Resilience is a characteristic we should strive to cultivate in children. Broadly, it is the ability to confront challenges and negative experiences and emerge on the other side with positive changes.

While some children will naturally be more adept at handling tough scenarios than others, resilience is in fact a learned skill, and all children can benefit from learning resilience skills and lessons.

Developing resilience skills allows them to navigate the everyday challenges of daily life, and it also lays the foundations for tackling bigger problems as they grow older. From starting school, to moving to a new house or the death of a family pet, resilience is a necessary trait for moving through life’s highs and lows.

The Children’s Resilience Research Project, a guide developed in conjunction with Beyond Blue to assist practitioners to promote resilience, describes resilience as a learned quality that can change over time.

So, as your child grows, how can you improve your little one’s ability to be resilient? 

Talk to your child about resilience

Encourage your little one to learn by describing resilience to them and pointing out examples in day-to-day life. Read books to them that include characters overcoming adversity. By doing so, you’re sharing stories on empathy, patience, self-confidence, perseverance and versatility – all of which can be learned from, to build resilience. 

Teach gratitude

Gratitude is an essential component of resilience, and it’s something that you can teach from a young age.

Expressing gratitude requires children to use complex thought processes, including an ability to see things from other people’s perspectives.

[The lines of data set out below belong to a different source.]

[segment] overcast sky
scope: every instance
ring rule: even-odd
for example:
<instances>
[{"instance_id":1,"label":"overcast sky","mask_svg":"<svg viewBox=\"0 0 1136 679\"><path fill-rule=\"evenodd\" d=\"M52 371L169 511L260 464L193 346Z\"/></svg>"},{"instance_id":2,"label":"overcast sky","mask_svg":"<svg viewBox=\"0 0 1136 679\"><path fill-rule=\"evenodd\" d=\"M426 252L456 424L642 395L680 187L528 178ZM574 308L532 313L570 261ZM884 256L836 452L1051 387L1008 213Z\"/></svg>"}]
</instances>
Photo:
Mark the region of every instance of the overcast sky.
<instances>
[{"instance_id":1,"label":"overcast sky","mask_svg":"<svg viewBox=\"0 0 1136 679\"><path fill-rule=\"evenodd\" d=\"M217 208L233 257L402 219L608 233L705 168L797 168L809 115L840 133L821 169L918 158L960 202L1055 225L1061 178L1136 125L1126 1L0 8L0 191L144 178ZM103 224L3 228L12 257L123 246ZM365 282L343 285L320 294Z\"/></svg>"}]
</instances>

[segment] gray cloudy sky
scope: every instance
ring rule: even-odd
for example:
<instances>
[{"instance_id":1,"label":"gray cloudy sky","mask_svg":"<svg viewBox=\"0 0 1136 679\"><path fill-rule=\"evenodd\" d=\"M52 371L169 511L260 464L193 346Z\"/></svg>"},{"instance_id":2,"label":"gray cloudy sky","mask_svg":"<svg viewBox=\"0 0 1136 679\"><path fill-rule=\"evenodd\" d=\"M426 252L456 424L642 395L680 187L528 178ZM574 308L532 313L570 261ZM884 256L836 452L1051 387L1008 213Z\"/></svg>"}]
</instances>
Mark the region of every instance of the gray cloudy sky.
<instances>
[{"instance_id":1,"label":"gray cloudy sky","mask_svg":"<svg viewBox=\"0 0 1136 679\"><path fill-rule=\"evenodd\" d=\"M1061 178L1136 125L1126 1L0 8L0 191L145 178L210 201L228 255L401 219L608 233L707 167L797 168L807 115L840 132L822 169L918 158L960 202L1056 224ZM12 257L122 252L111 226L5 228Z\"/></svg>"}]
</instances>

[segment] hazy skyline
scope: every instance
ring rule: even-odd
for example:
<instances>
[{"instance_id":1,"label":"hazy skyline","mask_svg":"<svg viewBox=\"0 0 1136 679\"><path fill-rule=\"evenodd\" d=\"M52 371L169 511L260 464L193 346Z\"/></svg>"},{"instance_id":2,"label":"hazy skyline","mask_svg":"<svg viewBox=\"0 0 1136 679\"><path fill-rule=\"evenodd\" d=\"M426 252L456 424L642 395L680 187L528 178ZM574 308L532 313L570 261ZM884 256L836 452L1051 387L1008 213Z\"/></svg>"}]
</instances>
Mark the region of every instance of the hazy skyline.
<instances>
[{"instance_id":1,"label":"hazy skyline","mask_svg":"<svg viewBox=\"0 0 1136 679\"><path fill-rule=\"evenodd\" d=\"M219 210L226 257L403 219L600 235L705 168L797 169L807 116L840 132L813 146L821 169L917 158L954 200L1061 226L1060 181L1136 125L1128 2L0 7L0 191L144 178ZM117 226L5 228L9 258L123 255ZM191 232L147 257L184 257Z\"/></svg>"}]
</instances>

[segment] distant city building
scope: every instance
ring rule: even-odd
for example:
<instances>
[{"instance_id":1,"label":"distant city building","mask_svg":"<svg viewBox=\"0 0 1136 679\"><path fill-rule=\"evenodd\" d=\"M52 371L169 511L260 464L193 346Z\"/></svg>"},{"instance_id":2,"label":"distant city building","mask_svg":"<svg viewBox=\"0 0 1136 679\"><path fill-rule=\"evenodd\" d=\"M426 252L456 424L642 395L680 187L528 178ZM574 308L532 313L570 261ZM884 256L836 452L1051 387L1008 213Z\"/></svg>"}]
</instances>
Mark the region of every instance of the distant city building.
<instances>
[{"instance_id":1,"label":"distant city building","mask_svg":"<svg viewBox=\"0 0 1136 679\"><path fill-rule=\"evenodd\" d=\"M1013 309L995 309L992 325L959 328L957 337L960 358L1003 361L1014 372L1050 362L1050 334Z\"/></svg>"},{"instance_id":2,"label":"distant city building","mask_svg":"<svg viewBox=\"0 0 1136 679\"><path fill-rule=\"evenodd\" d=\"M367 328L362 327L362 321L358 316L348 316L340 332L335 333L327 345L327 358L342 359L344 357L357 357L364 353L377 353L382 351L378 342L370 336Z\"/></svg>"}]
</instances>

Put a few minutes aside each day for your family members to share something they’re grateful for – it could be as simple as the weather. The act both models the importance of gratitude for your little one and gives them a chance to express it themselves. 

Acknowledge their emotions

When your child is feeling upset or overwhelmed, acknowledge what they’re experiencing and help them put a label on it. Encourage them to be as specific as possible, or provide words for them to use.

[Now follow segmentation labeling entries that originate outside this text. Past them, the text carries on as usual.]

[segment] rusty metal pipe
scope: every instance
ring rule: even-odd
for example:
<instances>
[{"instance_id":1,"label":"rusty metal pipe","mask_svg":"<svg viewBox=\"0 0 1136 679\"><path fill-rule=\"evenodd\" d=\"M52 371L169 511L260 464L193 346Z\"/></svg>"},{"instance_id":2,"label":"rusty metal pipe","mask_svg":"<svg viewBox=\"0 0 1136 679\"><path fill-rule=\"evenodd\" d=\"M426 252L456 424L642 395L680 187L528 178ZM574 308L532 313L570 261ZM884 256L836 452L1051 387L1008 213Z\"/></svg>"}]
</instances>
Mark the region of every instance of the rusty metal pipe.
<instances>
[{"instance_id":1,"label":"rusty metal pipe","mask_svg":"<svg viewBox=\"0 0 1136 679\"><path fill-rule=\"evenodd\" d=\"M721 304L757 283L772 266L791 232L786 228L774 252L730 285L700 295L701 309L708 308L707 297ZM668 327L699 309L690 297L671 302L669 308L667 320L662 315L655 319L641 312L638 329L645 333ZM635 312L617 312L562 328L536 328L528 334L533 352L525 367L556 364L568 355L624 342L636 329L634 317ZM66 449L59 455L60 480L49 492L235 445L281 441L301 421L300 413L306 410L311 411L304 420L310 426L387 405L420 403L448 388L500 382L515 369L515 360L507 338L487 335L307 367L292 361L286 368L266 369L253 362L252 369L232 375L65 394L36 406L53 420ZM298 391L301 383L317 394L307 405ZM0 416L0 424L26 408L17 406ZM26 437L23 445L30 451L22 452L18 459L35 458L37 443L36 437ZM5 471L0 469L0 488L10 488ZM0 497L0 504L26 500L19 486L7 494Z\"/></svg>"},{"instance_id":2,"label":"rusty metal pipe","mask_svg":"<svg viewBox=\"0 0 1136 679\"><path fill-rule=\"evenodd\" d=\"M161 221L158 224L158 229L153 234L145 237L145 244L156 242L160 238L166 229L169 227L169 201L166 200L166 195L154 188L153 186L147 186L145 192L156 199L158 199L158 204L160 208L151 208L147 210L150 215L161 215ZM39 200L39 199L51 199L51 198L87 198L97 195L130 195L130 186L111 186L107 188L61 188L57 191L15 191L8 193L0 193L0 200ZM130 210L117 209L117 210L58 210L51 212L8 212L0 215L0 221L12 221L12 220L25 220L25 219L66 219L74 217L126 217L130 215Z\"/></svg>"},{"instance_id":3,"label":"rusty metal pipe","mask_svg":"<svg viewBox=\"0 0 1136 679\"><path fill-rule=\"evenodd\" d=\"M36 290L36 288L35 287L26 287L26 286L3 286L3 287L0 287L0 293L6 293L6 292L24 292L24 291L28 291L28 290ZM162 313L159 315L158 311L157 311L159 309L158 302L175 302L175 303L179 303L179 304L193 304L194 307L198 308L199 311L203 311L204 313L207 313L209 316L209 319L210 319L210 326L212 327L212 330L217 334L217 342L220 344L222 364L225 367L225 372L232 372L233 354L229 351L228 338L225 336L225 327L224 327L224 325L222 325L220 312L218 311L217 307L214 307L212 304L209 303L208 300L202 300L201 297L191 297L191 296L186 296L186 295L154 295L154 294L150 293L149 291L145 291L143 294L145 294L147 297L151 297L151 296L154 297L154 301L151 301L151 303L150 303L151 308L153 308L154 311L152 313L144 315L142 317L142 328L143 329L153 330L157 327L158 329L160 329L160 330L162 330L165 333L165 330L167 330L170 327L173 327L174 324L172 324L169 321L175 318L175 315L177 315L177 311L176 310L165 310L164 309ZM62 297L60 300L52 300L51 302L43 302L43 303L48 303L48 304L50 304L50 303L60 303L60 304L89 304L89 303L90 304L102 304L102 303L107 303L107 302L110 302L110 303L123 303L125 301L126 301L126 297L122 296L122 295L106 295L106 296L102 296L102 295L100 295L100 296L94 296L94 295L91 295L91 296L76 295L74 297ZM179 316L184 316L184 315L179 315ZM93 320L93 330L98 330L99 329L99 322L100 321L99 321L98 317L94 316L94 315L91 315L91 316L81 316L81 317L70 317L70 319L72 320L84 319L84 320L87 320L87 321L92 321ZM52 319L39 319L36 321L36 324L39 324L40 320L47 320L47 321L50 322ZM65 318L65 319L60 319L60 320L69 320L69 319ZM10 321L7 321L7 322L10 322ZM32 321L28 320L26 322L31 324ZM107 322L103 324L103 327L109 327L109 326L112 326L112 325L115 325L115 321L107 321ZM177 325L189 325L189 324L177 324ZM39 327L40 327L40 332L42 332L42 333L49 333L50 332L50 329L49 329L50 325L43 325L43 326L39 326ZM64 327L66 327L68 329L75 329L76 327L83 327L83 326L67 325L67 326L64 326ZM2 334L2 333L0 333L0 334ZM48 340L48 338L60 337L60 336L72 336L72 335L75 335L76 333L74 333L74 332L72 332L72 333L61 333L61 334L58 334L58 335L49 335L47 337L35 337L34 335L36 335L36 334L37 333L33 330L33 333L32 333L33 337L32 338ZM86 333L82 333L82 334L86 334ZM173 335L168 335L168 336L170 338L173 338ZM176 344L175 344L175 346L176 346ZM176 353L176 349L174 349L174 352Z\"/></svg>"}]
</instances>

They need to understand the wide spectrum of emotions they’ll experience in their day-to-day life. Identifying feelings is the first step towards being able to manage them effectively in the future. 

Ensure they’re getting quality sleep

It may sound simple, but good sleep is a crucial part of developing resilience. Research has linked disturbed sleep with a diminished capacity for resilience in children as well as an increase in problematic behaviour. This is because a lack of sleep impairs the part of the brain responsible for executive function, the process we use for shifting attention and maintaining self-control. 

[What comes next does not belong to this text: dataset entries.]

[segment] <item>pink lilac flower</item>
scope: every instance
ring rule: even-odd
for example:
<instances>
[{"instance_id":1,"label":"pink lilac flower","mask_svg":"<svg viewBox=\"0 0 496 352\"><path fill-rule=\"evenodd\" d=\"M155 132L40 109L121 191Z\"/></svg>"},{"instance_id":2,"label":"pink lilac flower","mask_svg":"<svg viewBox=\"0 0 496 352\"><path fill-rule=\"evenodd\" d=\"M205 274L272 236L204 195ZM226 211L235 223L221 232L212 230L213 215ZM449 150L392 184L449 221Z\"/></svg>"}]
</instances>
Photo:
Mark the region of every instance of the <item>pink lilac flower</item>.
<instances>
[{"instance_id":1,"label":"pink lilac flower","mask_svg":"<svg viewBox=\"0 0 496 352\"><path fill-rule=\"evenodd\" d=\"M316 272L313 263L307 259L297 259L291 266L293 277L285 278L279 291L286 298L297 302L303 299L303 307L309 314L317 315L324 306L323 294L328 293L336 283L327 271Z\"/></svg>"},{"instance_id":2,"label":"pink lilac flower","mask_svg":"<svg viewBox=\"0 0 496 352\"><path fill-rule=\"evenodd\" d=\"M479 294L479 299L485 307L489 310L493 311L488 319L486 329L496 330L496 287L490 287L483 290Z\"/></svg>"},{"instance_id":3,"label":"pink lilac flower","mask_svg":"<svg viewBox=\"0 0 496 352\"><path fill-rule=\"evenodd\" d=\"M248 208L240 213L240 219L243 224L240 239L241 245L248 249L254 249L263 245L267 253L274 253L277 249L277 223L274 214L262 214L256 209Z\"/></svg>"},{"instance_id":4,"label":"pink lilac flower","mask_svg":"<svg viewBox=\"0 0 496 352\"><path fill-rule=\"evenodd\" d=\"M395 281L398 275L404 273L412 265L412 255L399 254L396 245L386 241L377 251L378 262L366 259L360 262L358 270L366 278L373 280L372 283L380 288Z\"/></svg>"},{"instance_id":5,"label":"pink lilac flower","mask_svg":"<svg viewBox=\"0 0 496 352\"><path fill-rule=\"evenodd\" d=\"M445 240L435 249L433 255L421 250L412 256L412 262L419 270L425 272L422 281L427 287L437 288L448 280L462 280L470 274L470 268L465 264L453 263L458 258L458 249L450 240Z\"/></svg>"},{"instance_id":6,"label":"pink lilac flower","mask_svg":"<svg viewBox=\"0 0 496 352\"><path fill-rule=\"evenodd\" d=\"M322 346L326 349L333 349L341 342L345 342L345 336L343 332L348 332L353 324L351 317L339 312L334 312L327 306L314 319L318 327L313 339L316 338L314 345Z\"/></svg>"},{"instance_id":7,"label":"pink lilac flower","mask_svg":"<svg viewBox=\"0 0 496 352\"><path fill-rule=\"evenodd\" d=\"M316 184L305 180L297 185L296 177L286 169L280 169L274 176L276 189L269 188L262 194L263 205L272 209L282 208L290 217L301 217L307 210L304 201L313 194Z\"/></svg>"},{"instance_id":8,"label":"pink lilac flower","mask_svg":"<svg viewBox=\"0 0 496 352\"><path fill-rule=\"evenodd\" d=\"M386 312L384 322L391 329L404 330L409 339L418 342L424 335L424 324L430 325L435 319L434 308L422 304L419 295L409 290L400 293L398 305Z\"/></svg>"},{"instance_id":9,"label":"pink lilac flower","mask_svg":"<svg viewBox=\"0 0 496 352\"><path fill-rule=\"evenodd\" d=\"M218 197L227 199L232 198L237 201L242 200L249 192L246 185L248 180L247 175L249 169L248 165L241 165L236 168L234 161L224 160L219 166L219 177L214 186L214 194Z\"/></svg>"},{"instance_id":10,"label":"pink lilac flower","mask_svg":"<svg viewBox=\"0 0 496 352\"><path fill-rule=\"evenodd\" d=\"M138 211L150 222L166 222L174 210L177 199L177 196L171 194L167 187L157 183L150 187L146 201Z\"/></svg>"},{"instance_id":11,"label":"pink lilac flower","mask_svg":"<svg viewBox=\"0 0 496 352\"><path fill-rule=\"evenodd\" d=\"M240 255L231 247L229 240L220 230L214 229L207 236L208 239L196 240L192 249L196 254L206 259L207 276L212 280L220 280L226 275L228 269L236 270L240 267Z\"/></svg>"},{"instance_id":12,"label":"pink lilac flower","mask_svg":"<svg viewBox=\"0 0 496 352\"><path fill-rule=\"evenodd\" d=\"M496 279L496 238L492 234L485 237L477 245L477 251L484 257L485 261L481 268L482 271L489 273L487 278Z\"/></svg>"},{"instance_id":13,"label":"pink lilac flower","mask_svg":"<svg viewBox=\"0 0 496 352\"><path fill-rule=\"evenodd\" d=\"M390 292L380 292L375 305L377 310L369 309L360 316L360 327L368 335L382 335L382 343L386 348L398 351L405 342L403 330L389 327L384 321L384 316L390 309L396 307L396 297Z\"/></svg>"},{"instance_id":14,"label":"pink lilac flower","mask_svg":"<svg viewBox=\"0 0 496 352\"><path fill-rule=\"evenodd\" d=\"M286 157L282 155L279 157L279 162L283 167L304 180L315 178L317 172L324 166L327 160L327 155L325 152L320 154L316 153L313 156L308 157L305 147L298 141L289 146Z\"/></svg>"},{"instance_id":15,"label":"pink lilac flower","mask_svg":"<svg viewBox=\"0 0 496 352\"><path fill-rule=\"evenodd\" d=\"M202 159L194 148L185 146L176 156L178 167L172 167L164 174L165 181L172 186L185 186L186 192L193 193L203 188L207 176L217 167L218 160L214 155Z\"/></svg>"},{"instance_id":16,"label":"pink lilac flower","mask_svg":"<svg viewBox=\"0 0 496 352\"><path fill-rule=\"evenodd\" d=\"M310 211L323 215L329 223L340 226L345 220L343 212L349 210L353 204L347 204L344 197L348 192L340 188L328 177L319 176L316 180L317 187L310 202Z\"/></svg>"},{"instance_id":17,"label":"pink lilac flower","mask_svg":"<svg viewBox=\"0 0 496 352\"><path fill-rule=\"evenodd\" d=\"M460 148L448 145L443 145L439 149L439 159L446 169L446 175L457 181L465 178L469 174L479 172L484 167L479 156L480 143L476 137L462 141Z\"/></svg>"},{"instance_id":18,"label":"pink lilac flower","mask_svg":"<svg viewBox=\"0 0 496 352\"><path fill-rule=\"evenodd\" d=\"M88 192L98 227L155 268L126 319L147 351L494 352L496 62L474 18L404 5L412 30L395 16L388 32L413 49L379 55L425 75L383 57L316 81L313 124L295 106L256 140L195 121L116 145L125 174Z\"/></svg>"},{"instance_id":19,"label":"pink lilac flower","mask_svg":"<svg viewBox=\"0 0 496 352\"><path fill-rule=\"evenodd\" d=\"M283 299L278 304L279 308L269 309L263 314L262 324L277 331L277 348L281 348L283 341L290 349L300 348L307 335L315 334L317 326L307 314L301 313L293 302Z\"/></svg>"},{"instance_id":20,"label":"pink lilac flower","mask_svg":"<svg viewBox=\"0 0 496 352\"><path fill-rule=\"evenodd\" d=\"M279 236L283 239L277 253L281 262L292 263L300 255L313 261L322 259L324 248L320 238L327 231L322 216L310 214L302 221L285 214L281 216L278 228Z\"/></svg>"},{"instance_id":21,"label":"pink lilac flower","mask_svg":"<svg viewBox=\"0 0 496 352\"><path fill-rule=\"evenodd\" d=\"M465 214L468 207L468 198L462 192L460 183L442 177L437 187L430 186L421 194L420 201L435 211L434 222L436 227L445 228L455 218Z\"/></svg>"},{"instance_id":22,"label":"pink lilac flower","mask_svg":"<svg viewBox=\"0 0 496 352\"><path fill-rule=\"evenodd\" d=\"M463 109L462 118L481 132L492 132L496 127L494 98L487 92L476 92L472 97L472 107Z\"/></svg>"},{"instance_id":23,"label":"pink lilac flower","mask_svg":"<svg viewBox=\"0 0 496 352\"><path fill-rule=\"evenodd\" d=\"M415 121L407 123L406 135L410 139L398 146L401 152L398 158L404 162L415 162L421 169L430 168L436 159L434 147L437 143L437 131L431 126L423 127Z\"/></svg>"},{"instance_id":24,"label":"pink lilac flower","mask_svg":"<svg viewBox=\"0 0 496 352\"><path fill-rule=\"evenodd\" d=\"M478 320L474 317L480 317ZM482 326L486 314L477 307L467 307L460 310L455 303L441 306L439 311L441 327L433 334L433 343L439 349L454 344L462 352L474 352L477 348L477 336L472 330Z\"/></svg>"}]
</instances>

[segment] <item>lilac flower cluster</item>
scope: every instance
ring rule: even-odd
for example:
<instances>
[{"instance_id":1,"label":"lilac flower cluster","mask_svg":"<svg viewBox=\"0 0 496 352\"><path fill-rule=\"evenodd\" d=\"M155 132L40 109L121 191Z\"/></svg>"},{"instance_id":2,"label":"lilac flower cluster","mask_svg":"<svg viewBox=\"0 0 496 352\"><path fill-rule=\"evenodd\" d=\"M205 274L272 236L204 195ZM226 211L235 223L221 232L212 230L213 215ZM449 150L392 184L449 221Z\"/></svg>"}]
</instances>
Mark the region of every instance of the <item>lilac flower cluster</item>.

To promote good sleeping habits for your child, make sure you keep a consistent bedtime routine for them. Allow enough time for your child to wind down each evening and aim to maintain a set bedtime. 

Encourage healthy risk-taking

Risk-taking behaviour is a natural part of development, and when appropriately monitored it provides children with the autonomy they’ll need to become resilient individuals.

Sometimes it’s good to let your little one make a mistake – provided there’s no serious risk to themselves or others – so they can experience challenging situations first-hand. If they’re trying something for the first time, it’s OK to let them miss the mark. Failure is a common part of life – it’s how we deal with it as individuals that demonstrates our capacity for resilience.